# mice pregnat



## palmerl49 (Jan 5, 2011)

hi guys im new to the breeding mice thing 
i got a snake and i started for that purpose i got a apir of mice two females that are pregnat i just noticed thaey were as of jan 3rd
they were with the male for about two weeks maybe three i lost track well i got them both in there own bins im just waiting for babys now about how long does it take after they start showing i think they are very close i just dont know thanks and i hope to hear from someone soon


----------



## evansrabbitranch (Jan 2, 2011)

They usually get big 1 to 4 days before they give birth. At least that has been my experience. What kind of snake do you have? I have 7 corn snakes


----------



## palmerl49 (Jan 5, 2011)

hi i have a ball python she is about a year old and thanks for the reply my mice gave birth last night one had five the other had ten holy crap that alot of babys what ever will i do now lol this goping to be an exsperience some thing ive never done ever i might just like it lol


----------



## evansrabbitranch (Jan 2, 2011)

Mice are adicting  What colors are the mom mice?
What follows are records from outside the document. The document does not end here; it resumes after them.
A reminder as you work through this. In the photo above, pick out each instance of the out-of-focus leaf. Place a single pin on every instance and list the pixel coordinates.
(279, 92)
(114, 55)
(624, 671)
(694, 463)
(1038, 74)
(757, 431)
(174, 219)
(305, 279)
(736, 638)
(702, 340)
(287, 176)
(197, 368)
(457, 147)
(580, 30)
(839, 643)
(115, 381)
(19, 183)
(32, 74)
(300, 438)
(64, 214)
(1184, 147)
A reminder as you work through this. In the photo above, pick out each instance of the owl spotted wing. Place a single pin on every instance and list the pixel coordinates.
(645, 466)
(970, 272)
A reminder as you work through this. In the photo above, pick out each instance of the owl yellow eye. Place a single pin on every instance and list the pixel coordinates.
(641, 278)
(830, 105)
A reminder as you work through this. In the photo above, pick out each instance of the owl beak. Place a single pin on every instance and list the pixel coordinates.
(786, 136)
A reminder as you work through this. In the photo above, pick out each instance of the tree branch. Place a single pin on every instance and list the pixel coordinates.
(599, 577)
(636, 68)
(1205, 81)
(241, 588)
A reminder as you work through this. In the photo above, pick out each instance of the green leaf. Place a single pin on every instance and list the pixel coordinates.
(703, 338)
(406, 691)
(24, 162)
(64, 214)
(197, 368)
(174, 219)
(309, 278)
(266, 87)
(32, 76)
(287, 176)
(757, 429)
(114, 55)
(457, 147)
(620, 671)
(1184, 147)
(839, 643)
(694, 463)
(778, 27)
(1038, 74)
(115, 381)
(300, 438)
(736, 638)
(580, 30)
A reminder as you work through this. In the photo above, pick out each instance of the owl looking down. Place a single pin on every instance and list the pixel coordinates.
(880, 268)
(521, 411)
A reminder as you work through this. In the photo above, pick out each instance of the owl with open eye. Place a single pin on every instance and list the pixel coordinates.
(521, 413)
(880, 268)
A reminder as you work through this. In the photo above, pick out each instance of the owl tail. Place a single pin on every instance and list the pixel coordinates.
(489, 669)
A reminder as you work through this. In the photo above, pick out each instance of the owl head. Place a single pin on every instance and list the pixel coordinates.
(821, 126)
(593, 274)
Any idea on what color the dad is?


----------



## palmerl49 (Jan 5, 2011)

they are both solid white


----------



## gothling (Jan 6, 2011)

i thought i'd come on here and say hi, as i am going to be doing the same soon. i have a royal python, a Pantherophis spiloides, and a rosy boa.

did you chose white because that's what you could find localy or is it your preferance?


----------



## palmerl49 (Jan 5, 2011)

white is all the pet shop had at the time i would have liked to breed rats for her but i dont have the space for those yet


----------



## gothling (Jan 6, 2011)

i used to, rats are lovely, like little dogs. i never fed any of them to the snakes though because quite frankly it never even crossed my mind till recently when someone sugested it to me; that maybe my snakes should get a more 'free range' organic feeder and the feeders themselves would get a beter quality of life. my rats had an epic house though, i built my last pair a 5 story tower that was 6ft x 3ft x 2.5ft though, i don't have the space anymore either with all the snake tanks spiders and dog taking up all my spare time and space.


----------